While my hypoglycemia isn't something I talk about a lot, it is very real. Anything that causes an insulin spike and following sugar crash is bad news. I get hangry ... I make bad decisions. It's like I'm Queen Eleanor when she turns to a bear. I stand and shake in the kitchen and rage at my loved ones and just really want to plop down and eat a snack. Snacking is great! That kind of snacking is not.
Although no study has shown a definitive link between insulin levels and aspartame, to me there is enough of a link that, paired with my clinical (real life) experience ... I must be in the 40% who do show an insulin spike when we trick our body with something artificially sweetened.
Arrhythmia is listed by the FDA as a side effect of aspartame.
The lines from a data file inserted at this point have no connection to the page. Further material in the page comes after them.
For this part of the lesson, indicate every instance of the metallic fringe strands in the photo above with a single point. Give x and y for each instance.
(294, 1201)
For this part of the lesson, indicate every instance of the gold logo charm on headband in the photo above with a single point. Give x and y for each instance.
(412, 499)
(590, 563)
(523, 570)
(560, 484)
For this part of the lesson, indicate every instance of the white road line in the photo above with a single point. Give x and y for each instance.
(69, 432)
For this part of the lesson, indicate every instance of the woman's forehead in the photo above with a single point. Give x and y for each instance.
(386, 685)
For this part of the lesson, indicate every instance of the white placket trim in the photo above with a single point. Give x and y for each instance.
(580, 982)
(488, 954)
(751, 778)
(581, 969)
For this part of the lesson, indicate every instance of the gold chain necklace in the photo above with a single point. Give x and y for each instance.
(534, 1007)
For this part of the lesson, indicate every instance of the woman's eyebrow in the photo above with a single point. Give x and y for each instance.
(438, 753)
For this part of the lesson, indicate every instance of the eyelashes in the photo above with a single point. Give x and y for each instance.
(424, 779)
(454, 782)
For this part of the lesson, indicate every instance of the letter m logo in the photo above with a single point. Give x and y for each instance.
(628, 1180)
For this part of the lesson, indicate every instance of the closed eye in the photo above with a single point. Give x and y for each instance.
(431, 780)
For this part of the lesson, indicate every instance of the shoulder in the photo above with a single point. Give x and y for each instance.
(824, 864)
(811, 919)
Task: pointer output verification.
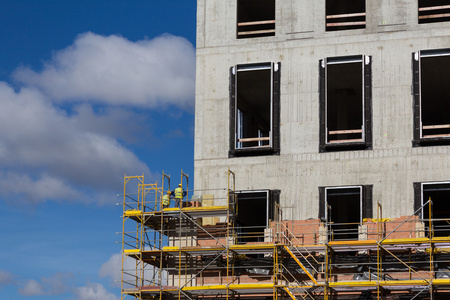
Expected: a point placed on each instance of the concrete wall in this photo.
(391, 35)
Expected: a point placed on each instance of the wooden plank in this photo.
(346, 141)
(434, 8)
(256, 23)
(345, 131)
(436, 126)
(346, 16)
(254, 139)
(434, 16)
(256, 32)
(345, 24)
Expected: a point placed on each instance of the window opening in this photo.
(253, 213)
(254, 108)
(344, 211)
(255, 18)
(431, 11)
(433, 95)
(346, 108)
(345, 14)
(439, 192)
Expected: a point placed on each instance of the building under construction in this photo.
(322, 162)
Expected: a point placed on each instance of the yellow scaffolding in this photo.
(194, 252)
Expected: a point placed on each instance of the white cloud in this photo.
(114, 70)
(32, 288)
(54, 285)
(46, 153)
(94, 291)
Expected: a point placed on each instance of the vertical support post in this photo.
(379, 258)
(430, 212)
(186, 177)
(326, 288)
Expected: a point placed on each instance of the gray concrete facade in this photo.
(391, 35)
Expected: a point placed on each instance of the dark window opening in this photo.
(345, 103)
(254, 115)
(254, 211)
(345, 14)
(255, 18)
(343, 210)
(431, 11)
(431, 97)
(439, 193)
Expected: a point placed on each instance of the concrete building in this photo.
(322, 158)
(339, 93)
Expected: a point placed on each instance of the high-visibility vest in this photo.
(166, 200)
(178, 193)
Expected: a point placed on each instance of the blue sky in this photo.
(90, 91)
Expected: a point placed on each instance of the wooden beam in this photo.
(254, 139)
(256, 23)
(345, 131)
(346, 16)
(346, 24)
(256, 32)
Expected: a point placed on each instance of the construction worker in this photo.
(166, 199)
(179, 195)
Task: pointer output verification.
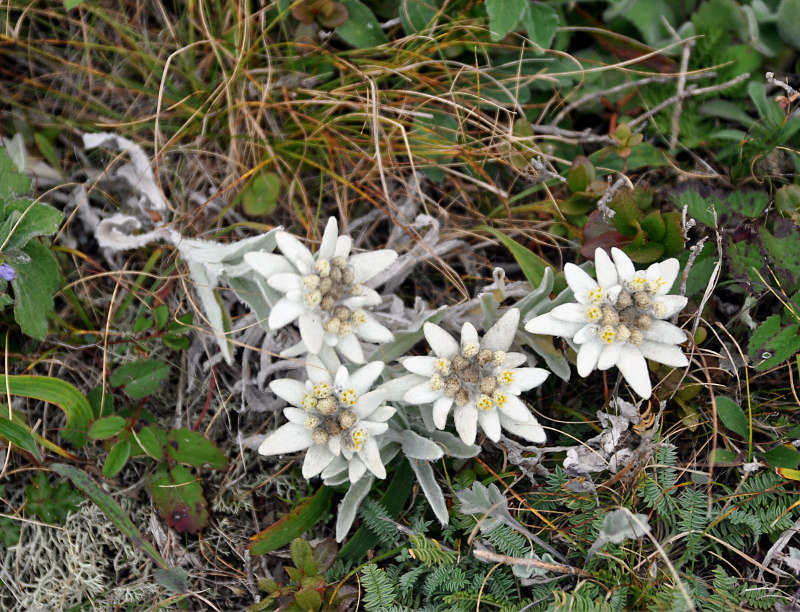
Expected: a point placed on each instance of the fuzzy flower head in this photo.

Atrial fibrillation runs on my mom's side of the family, so I really feel like it is a good idea to stay away from anything that affects heart rhythms. I have noticed a correlation myself with diet soda and heart palpitations. My first thought was the caffeine, but I haven't experienced it with other caffeinated drinks like coffee and green tea.
There is also the issue of phosphoric acid, which may be linked to lowered bone density. Both of my grandmothers had osteoporosis. Given that I do weight bearing exercises and try to get plenty of calcium along with other vitamins and minerals that aid in its absorption, this may not be a big issue with one soda a day ... but in my mind it is another strike against having a daily cola.
Plus, there are alternatives. I have rediscovered how enjoyable a nice cup of green or herbal tea is during the refresh as their were options to have it three times a day! It can be a good pick-me-up or an enjoyable drink to wind down with after the little ones go to bed. Hibiscus has been one of my favorites. Plus, many teas have been reported to have added health benefits.
I've also heard a lot about La Croix sparkling water drinks. They aren't artificially sweetened or flavored! I may actually try some. I checked out their website and the frequently asked questions about their ingredients and I don't see any red flags at this point. Plus its made in the USA!
In the end, if you are following clean eating to a T, this isn't even an issue - it isn't allowed. For me it falls under 1 Corinthians 6:12 and 1 Corinthians 10:23... to me, there just aren't enough benefits for me to continue to drink it. But it isn't easy for me to give it up despite my good reasons for doing so.